The side-effect of this is:
  • You can add new interfaces and implementations without breaking or changing any existing code.
  • You can create multiple implementations of an interface for a single type, based the current scope.
  • If you're not using any methods, then there's no internal pointer to a vtable being stored in the type; which can save you several thousand bytes of cache space if you're iterating over arrays.
  • You can combine interfaces with generics. For example, `render(Renderable proto T, T thing);`, which will get inlined as `render(Renderable T thing)` like C++ templates. This functionality is similar to the "where" type-constraints in C#.
  • You get to explicitly control whether an implementation passes `this` by value or by reference
Pretty much all of the problems with OOP just disappear. Even the pre-planning process goes away, because you can just write and change implementations as you need to instead of thinking about how it's going to affect the design and future of an entire system. And when you do need to change an interface, you'll find that the impact it has on your code isn't that substantial. Why? Because most functions only use one or two methods which are actually associated with an instance, not a typeclass. As a result, interfaces tend to be really small and highly specialized.


EDIT:

Another small thing I forgot to mention; interfaces are not meant to be used everywhere, all the time. They're a tool that exists specifically to deal with cases where the type of something isn't known until runtime (specifically, virtual methods). In pretty much all other situations, you should be using regular functions.
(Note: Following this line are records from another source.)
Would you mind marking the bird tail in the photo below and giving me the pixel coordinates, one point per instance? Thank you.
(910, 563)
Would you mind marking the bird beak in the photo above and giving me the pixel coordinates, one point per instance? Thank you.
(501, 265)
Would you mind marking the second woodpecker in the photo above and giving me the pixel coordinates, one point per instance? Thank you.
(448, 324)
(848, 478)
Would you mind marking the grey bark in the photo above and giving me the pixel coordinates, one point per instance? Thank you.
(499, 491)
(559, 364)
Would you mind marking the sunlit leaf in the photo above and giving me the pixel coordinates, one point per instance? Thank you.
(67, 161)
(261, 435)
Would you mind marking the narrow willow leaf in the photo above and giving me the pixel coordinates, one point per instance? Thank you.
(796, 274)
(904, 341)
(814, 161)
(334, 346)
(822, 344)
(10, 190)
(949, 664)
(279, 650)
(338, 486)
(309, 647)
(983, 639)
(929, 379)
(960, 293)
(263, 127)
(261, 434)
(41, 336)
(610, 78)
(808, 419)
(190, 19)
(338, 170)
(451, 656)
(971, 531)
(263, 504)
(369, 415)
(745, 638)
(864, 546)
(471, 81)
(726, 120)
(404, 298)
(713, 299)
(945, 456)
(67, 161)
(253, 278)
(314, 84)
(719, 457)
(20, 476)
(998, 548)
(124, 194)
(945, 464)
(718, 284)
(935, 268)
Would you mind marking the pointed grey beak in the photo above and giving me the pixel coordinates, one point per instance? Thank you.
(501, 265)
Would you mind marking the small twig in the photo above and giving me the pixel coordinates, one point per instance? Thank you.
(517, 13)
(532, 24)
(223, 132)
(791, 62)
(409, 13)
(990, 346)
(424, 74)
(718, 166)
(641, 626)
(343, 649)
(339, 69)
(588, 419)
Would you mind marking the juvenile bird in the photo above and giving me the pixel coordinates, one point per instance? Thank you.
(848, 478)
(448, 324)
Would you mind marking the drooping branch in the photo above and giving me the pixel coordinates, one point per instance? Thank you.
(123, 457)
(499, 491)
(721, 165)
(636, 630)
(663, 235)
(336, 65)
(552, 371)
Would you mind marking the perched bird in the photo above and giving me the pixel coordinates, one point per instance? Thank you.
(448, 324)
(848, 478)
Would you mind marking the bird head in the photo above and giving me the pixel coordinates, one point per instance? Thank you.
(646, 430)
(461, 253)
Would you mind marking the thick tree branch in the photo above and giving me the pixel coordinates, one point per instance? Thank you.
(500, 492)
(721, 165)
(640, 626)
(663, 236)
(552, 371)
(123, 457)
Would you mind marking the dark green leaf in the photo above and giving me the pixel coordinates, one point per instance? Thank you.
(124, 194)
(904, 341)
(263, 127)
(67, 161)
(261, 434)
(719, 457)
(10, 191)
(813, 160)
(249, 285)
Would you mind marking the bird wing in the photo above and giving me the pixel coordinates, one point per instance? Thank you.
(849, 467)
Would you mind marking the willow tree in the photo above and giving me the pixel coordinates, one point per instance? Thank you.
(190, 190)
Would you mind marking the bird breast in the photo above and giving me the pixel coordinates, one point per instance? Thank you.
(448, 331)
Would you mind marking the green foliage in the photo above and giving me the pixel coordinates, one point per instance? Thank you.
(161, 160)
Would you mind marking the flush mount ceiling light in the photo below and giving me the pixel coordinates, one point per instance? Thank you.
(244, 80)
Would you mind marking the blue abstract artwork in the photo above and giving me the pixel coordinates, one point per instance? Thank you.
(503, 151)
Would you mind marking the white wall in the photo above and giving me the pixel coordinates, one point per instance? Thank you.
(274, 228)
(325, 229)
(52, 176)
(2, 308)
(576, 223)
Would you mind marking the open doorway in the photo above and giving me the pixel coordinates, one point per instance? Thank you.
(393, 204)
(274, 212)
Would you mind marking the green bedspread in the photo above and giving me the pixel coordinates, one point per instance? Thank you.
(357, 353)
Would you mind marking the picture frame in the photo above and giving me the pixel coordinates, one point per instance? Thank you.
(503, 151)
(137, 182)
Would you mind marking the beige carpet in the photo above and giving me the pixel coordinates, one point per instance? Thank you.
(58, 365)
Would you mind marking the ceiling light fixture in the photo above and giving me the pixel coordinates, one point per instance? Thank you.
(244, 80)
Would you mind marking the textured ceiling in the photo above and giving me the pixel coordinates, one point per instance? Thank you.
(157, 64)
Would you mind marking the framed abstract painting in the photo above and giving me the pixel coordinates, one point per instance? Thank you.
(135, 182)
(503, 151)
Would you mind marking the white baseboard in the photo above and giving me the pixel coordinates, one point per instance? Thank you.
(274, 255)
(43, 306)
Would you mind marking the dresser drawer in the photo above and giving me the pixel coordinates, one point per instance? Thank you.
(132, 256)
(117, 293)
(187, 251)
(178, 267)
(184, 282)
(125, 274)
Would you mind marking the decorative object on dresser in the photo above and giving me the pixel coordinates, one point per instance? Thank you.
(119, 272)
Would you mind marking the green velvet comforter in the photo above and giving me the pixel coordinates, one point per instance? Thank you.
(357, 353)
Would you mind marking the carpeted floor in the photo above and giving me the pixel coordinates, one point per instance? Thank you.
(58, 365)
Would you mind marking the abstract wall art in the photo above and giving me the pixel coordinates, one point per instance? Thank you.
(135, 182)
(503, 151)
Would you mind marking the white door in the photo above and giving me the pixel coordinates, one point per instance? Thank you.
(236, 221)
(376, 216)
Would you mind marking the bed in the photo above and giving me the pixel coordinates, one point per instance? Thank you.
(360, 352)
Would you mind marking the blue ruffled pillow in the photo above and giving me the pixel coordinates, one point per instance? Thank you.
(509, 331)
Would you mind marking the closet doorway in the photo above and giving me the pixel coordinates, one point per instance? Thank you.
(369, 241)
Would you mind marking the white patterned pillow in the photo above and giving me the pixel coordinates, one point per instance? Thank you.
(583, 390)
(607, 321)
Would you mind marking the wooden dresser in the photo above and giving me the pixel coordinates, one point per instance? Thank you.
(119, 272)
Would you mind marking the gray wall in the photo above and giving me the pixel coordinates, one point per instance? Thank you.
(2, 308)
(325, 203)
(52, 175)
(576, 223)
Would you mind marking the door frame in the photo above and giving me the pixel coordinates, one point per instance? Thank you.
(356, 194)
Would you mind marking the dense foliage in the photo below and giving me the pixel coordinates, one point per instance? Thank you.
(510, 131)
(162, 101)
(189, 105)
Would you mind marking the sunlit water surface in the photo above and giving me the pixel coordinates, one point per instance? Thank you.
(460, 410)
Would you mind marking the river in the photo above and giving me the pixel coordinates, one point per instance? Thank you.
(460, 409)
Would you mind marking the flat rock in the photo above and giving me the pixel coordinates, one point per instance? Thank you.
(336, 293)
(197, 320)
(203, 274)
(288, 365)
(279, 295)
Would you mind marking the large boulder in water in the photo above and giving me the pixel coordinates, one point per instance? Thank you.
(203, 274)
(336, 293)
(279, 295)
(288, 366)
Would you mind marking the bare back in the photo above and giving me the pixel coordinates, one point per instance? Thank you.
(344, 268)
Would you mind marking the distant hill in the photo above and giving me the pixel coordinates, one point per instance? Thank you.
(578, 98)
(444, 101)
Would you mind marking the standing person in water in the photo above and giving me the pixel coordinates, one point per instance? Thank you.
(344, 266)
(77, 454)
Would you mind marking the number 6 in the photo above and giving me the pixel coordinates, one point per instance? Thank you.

Re: Opinions On A New Programming Language

Posted: Fri Feb 16, 2018 12:20 am
by Wajideus
A new feature, access modifiers for function arguments:

Code: Select all

proc doThing1() {
    Thing thing;
    doThing1(&thing);
}

proc doThing2(Thing *thing) {
    doThing3(thing);  // ERROR! private -> public
}

proc doThing3(pub Thing *thing) {
}
Local variables and function arguments are private by default, and a private symbol:
  • Cannot be casted to a public symbol
  • Cannot be assigned by reference to any public symbol, struct member, or symbol in a higher scope.
  • Cannot be passed as an argument by reference to any function that expects a public symbol
Return values are public by default, and a public symbol:
  • Can be casted to a private symbol
  • Can be assigned by reference to any other symbol or struct member
  • Can be passed as an argument by reference to any function
This mechanism makes it impossible to accidentally create dangling pointers.


EDIT:

Something else I've decided to support, non-nullable references:

Code: Select all

proc UpdateActor(Actor &actor) {
}
The way this works is simple. Any `T&` to `T*` cast is implicit and works exactly as you would expect. However, an implicit cast from `T*` to `T&` will result in a non-null-pointer assertion being generated. Doing an explicit cast from `T*` to `T&` will bypass this assertion, so you can do stuff like having an object at address `0`.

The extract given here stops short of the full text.